3. Considerando-se que o acordo de colaboração premiada constitui meio de obtenção de prova (art. 3º da Lei nº 12.850/13), é indubitável que o relator tem poderes para, monocraticamente, homologá-lo (art. 4º, § 7º, da Lei nº 12.850/13).

4. A colaboração premiada é um negócio jurídico processual, uma vez que, além de ser qualificada expressamente pela lei como “meio de obtenção de prova”, seu objeto é a cooperação do imputado para a investigação e para o processo criminal, atividade de natureza processual, ainda que se agregue a esse negócio jurídico o efeito substancial (de direito material) concernente à sanção premial a ser atribuída a essa colaboração (HC 127483/STF).

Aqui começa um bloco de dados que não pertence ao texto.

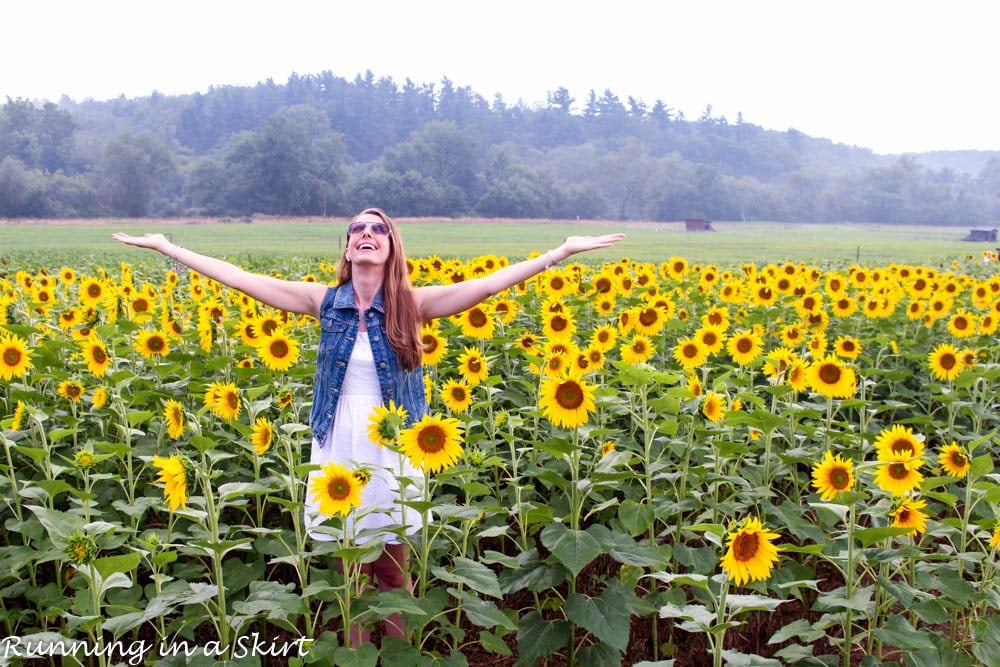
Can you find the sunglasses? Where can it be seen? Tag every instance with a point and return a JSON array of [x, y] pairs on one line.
[[380, 228]]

Cumpre ressaltar, ainda, que o acordo de colaboração premiada, apesar de ser meio de obtenção de prova, não pode ser utilizado unicamente para que o Juiz prolate uma sentença condenatória, ou seja, para que o delatado seja condenado pelos crimes que o delator apontou, importante anotar que outras provas devem ser produzidas para que de fato ocorra a condenação criminal. O acordo de delação premiada por si só não gera a condenação do delatado, sendo essa a disposição legal que rege a utilização da delação premiada como meio de obtenção de prova. Nesse sentido, a Lei 12.850/14, em seu artigo 4o:

§ 16.  Nenhuma sentença condenatória será proferida com fundamento apenas nas declarações de agente colaborador.

Por todo o exposto acima, fica patente que a delação premiada irá permitir a produção de provas que antes ainda era impossível, demonstrando tal situação a ineficiência estatal para coibir e investigar certos tipos de crimes, fazendo com que o Estado torne-se um aliado do criminoso/delator. Talvez essa seja a maior crítica que muitos opositores dos acordos de delação premiada façam, pois se o Estado não possui a prova que vai ser ofertada de bandeja pelo delator, melhor seria se este ficasse em silêncio e se defendesse daquilo que foi produzido pelo Ministério Público ou Polícia até o momento contra ele, o que pressupõe ser prova mais frágil, pois se fosse prova robusta o acordo nem mesmo seria proposto ou aceito pelos órgãos de persecução criminal.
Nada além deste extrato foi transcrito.